Il semble féru de sciences en tous genres ce qui traduit un besoin de repères, dans une époque où la religion n’apporte plus toutes les réponses cohérentes et où l’on sent bien que des bouleversements décisifs se préparent pour l’Histoire de l’Humanité. De ce point de vue, Jimmy Richer se rapproche des l’esprit de ces grands érudits qui cherchaient à offrir à leurs semblables une vision encyclopédique du monde.

CASA, une exposition aux origines de l’humanité 

Au Frac, Jimmy Richer a prévu de couvrir les murs des dessins qui forment la base de son roman graphique consacré à Casablanca, où il a séjourné, en résidence.
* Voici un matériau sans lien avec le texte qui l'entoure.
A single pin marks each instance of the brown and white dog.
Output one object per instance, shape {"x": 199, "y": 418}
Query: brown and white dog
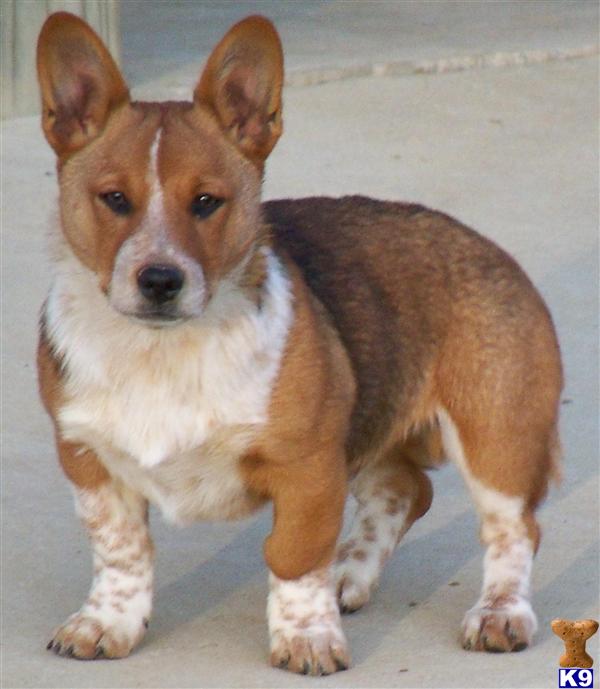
{"x": 208, "y": 353}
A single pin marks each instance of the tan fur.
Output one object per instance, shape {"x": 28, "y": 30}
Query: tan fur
{"x": 396, "y": 331}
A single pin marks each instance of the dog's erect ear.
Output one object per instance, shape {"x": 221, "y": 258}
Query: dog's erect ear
{"x": 80, "y": 83}
{"x": 242, "y": 83}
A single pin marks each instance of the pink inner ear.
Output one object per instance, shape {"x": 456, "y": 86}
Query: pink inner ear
{"x": 241, "y": 86}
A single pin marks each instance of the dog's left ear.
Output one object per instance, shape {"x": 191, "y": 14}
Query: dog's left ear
{"x": 242, "y": 83}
Le visiteur sera donc submergé, dans l’espace du FRAC, par cette écriture singulière qui soulève des problèmes bien d’actualité : la place de la nature par rapport aux urbanismes délirants, la situation de l’homme dans son environnement et, au-delà de celui- ci, dans le cosmos, l’avenir de l’humanité à la lumière des soubresauts passés.

CASA nous déporte aux origines de l’humanité, dans un esprit assez proche de Kubrik et de son odyssée de l’espace. On est dans le noir et blanc ce qui marque bien la volonté d’échapper à tout réalisme, de se rapprocher de l’écriture narra- tive et de créer une atmosphère tout en se situant dans une tradition.

Un univers à découvrir jusqu’au 31 octobre.